Deirdre Kelly

Girls’ Club

I was in New York City recently, staying at the uber cool Standard Hotel in the Meat Packing District and while having lunch in the ground floor restaurant, I felt the call of nature.

I asked for directions from the white-aproned waiter behind the bar, then scooted down the stairs, and not too soon. I really had to go.

But when I turned the corner to enter the washroom I saw a man akimbo in front a urinal. OMG! I jumped back, really quite shocked. The corridor was short. How had I missed the ladies? I backtracked, but could only find the stairs I had just come down.  It’s then I realized that the gents was the ladies or the ladies was the gents. Oh brother. I mean sister.

Anyway, I still had to go but there was NO way I was going to tinkle within earshot of some man. So I zipped back upstairs to my hotel room, relieved to be relieving myself  without some dude listening in.

I might be liberated and all that, but a unisex toilet? For me that’s taking emancipation too far.

I feel the same way about men infiltrating salons and spas. I just hate it when I am in a salon-issue terry cloth robe, my feet in a basin of warm water in preparation for a pedicure, when in walks some hairy legged guy, plopping down in the identical robe in front of me. He usually sits like a  guy, too, his legs open at the knees, the robe riding up the thigh. Looking at him, I feel exposed, and very uncomfortable.

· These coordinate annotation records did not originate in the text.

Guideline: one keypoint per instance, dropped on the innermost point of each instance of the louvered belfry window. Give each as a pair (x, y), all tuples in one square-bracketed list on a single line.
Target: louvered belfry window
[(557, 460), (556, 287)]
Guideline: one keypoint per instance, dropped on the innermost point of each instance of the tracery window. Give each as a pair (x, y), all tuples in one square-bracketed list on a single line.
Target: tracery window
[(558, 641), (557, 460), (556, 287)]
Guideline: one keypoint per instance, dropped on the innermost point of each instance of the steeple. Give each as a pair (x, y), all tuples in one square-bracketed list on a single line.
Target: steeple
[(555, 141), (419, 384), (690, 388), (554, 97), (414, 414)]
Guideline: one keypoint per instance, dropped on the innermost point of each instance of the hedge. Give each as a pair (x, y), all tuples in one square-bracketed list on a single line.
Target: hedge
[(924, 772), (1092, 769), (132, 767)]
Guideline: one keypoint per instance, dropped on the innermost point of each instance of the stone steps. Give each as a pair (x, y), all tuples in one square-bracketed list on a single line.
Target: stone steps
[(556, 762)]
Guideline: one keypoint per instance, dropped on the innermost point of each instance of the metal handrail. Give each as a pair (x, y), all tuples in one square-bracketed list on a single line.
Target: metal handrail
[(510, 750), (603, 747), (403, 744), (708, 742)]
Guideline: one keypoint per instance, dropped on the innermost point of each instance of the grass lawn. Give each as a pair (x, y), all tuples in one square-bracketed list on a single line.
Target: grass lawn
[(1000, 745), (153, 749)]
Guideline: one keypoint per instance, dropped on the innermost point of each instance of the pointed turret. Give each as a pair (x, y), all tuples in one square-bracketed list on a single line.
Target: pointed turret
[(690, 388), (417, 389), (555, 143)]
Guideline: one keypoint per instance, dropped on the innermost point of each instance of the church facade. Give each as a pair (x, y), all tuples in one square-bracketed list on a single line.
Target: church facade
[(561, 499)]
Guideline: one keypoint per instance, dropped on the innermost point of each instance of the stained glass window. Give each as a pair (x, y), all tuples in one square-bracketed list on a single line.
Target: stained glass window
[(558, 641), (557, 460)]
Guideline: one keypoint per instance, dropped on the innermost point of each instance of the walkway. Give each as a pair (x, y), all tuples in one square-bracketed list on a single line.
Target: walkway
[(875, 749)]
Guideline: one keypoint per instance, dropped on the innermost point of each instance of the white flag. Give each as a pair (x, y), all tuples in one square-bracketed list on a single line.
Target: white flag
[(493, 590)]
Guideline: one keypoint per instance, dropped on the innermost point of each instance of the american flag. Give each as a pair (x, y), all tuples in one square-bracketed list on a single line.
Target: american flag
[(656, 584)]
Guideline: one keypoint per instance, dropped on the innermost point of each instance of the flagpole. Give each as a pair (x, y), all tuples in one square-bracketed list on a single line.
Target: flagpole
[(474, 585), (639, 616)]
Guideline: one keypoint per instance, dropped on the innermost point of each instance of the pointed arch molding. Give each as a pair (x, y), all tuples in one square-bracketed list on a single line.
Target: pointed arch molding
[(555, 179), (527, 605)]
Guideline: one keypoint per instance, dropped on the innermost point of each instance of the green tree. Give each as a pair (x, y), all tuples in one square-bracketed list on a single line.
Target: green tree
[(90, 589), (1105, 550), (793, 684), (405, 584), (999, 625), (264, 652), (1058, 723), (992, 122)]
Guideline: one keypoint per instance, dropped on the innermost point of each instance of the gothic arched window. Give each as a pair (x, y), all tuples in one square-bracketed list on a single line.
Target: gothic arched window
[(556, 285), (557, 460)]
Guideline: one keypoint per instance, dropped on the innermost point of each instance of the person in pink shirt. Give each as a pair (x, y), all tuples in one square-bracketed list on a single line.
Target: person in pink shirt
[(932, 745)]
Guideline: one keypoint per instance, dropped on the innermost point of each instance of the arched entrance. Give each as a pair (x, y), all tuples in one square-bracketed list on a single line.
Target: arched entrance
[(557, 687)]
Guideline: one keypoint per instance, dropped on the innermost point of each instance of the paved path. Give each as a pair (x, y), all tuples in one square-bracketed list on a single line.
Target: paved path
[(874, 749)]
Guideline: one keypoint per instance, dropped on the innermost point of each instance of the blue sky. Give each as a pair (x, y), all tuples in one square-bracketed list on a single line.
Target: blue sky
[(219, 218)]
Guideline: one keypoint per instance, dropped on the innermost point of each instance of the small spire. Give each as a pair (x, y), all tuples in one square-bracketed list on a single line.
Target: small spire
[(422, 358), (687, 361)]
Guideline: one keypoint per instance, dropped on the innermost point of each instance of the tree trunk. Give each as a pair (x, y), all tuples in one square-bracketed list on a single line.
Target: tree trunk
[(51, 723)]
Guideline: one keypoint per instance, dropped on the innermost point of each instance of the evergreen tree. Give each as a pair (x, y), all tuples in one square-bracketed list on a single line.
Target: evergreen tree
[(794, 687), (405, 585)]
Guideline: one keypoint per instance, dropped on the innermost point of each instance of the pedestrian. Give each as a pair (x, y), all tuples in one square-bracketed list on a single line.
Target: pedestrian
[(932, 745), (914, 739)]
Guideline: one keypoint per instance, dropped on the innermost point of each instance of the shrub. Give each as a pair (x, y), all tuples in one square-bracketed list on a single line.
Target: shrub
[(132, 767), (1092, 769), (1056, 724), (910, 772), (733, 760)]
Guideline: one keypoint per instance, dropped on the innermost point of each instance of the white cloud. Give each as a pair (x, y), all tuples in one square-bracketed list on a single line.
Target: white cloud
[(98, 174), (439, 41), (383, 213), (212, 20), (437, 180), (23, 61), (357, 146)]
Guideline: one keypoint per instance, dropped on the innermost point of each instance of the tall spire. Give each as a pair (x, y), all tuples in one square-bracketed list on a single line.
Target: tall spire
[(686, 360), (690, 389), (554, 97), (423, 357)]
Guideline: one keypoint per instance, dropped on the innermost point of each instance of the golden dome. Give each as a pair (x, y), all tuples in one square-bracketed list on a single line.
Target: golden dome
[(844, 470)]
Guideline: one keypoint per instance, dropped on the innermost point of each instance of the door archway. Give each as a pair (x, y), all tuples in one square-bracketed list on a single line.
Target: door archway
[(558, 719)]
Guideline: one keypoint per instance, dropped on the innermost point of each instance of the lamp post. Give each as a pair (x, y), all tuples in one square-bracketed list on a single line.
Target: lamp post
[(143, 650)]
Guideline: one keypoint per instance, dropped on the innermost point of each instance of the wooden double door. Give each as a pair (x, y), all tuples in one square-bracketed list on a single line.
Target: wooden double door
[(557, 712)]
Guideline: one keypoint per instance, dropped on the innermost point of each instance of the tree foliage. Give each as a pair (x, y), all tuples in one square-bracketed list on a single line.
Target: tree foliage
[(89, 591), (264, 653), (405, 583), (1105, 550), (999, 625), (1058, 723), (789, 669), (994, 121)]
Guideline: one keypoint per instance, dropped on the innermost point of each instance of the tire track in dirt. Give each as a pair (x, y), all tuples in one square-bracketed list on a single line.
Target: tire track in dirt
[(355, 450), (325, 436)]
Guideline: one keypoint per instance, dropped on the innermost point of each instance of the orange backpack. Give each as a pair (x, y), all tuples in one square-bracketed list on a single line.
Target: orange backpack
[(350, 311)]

I have an 11-year old son, and when I told him that I can’t stand it when a man comes to the spa, he asked me recently why?

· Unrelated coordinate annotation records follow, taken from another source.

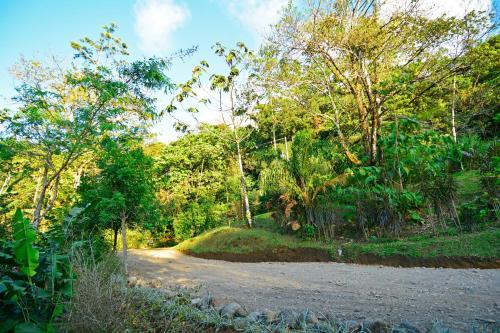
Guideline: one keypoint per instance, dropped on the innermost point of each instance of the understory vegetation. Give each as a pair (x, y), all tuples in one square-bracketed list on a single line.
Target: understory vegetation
[(349, 131)]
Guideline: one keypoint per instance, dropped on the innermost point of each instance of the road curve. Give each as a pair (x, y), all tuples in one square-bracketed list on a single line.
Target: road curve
[(456, 297)]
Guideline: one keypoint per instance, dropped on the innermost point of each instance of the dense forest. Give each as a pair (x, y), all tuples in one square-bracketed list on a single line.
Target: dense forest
[(348, 123)]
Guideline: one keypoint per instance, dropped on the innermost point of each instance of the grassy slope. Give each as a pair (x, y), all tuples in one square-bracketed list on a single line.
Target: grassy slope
[(484, 244), (266, 236), (243, 240)]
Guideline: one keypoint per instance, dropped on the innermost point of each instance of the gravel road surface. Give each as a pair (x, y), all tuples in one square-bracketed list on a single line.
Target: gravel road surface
[(456, 297)]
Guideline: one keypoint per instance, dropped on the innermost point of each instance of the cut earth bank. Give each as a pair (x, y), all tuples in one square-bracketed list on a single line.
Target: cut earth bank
[(458, 298)]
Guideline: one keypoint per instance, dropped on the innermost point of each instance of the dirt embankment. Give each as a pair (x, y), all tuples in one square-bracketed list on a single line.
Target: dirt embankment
[(457, 297), (285, 254)]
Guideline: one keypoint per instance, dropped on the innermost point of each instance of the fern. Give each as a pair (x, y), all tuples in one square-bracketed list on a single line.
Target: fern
[(24, 236)]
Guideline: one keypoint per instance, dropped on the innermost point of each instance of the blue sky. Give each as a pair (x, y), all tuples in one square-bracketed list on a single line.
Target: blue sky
[(40, 28)]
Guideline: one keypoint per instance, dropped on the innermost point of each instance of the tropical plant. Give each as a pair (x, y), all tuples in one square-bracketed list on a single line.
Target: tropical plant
[(35, 284)]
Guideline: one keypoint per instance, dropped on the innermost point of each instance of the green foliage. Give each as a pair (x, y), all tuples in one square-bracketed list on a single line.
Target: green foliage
[(122, 188), (24, 237), (34, 283), (197, 218)]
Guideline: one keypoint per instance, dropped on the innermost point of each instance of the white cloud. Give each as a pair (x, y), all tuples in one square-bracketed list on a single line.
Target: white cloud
[(155, 21), (256, 15), (437, 8)]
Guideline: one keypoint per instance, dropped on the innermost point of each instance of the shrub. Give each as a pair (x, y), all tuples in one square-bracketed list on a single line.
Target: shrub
[(34, 283), (197, 218)]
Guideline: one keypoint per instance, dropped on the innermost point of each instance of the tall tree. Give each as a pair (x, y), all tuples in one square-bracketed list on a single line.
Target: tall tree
[(122, 192), (373, 56), (65, 113), (232, 104)]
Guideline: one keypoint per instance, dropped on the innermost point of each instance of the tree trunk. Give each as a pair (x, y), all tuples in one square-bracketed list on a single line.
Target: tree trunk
[(115, 239), (124, 240), (286, 149), (37, 214), (248, 214), (453, 129)]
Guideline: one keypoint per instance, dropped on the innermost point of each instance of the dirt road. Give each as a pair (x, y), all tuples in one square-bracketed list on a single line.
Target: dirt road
[(456, 297)]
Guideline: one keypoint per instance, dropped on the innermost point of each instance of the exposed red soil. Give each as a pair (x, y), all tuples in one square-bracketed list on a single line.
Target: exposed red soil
[(285, 254)]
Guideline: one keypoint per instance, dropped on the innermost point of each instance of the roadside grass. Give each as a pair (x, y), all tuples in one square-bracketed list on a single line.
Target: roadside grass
[(484, 244), (243, 240), (263, 237), (468, 185)]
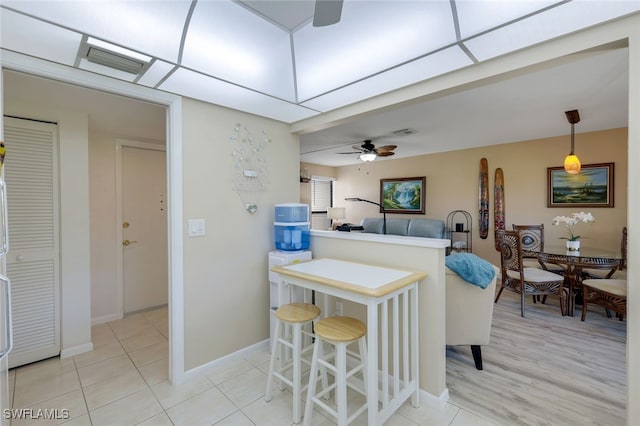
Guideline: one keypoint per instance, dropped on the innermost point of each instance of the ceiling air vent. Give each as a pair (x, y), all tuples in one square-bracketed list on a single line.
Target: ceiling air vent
[(113, 60), (403, 132)]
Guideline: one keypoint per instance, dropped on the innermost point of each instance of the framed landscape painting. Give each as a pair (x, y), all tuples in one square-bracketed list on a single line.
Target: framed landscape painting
[(402, 195), (592, 187)]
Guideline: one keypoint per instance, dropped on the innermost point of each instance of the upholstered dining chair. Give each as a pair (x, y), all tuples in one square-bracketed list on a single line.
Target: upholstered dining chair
[(610, 293), (525, 281), (620, 273)]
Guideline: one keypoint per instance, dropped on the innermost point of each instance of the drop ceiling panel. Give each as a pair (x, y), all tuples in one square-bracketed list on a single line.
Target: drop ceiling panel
[(156, 72), (561, 20), (288, 13), (477, 16), (430, 66), (227, 41), (370, 38), (202, 87), (104, 70), (152, 27), (23, 34)]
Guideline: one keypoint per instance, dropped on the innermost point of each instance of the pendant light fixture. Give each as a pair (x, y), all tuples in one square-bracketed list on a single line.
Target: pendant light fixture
[(571, 161)]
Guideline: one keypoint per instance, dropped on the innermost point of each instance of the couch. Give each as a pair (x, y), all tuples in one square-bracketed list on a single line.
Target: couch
[(428, 228), (469, 309)]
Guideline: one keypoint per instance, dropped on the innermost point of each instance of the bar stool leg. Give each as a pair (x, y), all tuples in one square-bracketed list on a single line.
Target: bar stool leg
[(313, 377), (297, 349), (362, 347), (272, 361), (341, 382)]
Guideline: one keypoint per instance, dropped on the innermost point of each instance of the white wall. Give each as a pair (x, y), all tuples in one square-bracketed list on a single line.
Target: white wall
[(103, 227), (75, 274)]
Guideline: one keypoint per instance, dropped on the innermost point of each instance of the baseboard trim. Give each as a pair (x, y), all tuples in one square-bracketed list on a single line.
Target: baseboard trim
[(434, 401), (207, 368), (76, 350)]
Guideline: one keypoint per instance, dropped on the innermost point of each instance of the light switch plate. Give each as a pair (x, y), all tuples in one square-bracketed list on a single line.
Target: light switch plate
[(197, 227)]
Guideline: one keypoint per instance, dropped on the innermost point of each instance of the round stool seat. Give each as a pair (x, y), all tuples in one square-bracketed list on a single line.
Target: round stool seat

Call me old-fashioned — or is that sexist?– but I told him that I don’t want a man, particularly a stranger, stealing a glimpse into my female world of make-up and ablutions.  I don’t want him knowing my arts of illusion, my secrets of the boudoir. I want to maintain my difference, my sense of mystery if not dignity.

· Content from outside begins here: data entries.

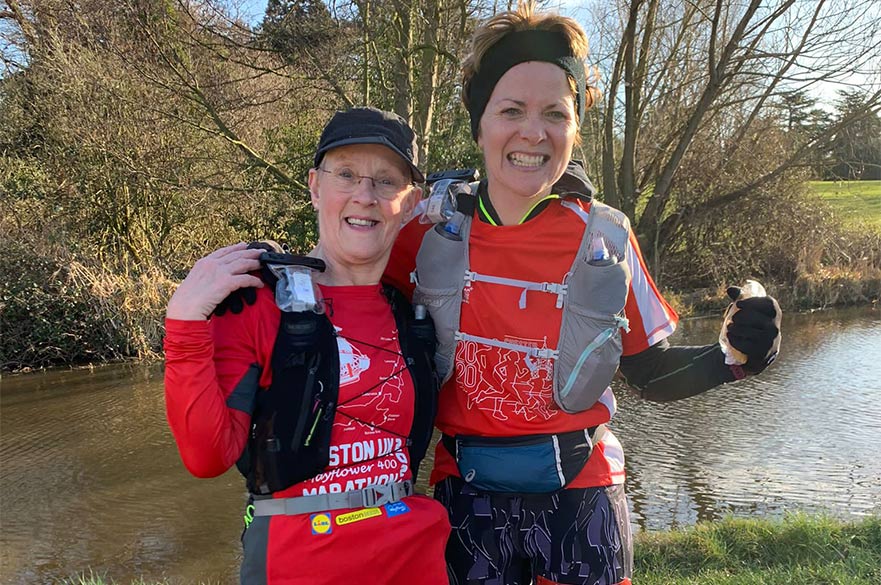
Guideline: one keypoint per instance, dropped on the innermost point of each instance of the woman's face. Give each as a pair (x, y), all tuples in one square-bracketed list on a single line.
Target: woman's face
[(527, 133), (357, 222)]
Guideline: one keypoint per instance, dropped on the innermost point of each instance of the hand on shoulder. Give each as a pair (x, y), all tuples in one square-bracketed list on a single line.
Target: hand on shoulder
[(212, 279)]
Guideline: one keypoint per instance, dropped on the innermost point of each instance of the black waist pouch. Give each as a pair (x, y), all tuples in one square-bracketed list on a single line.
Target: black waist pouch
[(529, 464)]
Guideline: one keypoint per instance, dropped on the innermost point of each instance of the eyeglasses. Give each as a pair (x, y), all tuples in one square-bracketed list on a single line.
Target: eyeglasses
[(385, 186)]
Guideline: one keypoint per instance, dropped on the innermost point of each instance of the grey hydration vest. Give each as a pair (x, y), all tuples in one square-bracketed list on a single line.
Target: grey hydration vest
[(591, 296)]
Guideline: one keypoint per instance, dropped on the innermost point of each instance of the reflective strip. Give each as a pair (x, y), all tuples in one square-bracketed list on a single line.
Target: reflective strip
[(556, 288), (369, 497), (559, 460)]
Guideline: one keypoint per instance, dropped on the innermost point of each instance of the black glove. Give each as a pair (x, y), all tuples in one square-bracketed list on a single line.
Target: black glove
[(755, 330), (236, 301)]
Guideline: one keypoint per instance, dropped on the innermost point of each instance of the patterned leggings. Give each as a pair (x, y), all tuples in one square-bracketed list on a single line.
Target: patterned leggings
[(574, 536)]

I feel the same way about men who come to the dressing rooms of clothing stores, most often dragged there by insecure women who need a man to tell them, yes dear, the red suits you, no dear, your bum looks big in that. I don’t like them seeing how I try different outfits on, looking for the right one that will make me seem alluring beyond the dressing room’s walls. I don’t want them knowing how I do it. And so I silently curse the women who bring them along, thinking them weak and utterly lacking in imagination.

Sometimes I notice that the man dragged in by one woman ends up quietly ogling all the other women in the store.  Which is to say they don’t mind having crossed the boundaries at all. But I do. I don’t want to be seen with my stockings off, or my underwear showing, by a man I don’t know.

I enter the dressing room armed with the same attitude I bring to the hair salon or spa: this is my world, defiantly female, no boys allowed —  gay hairdressers/stylists/makeup artists excluded.

If I wanted to pee in front a man I’d do that at home, in front of my husband, which I never do, by the way:

I don’t want him associating me with a toilet.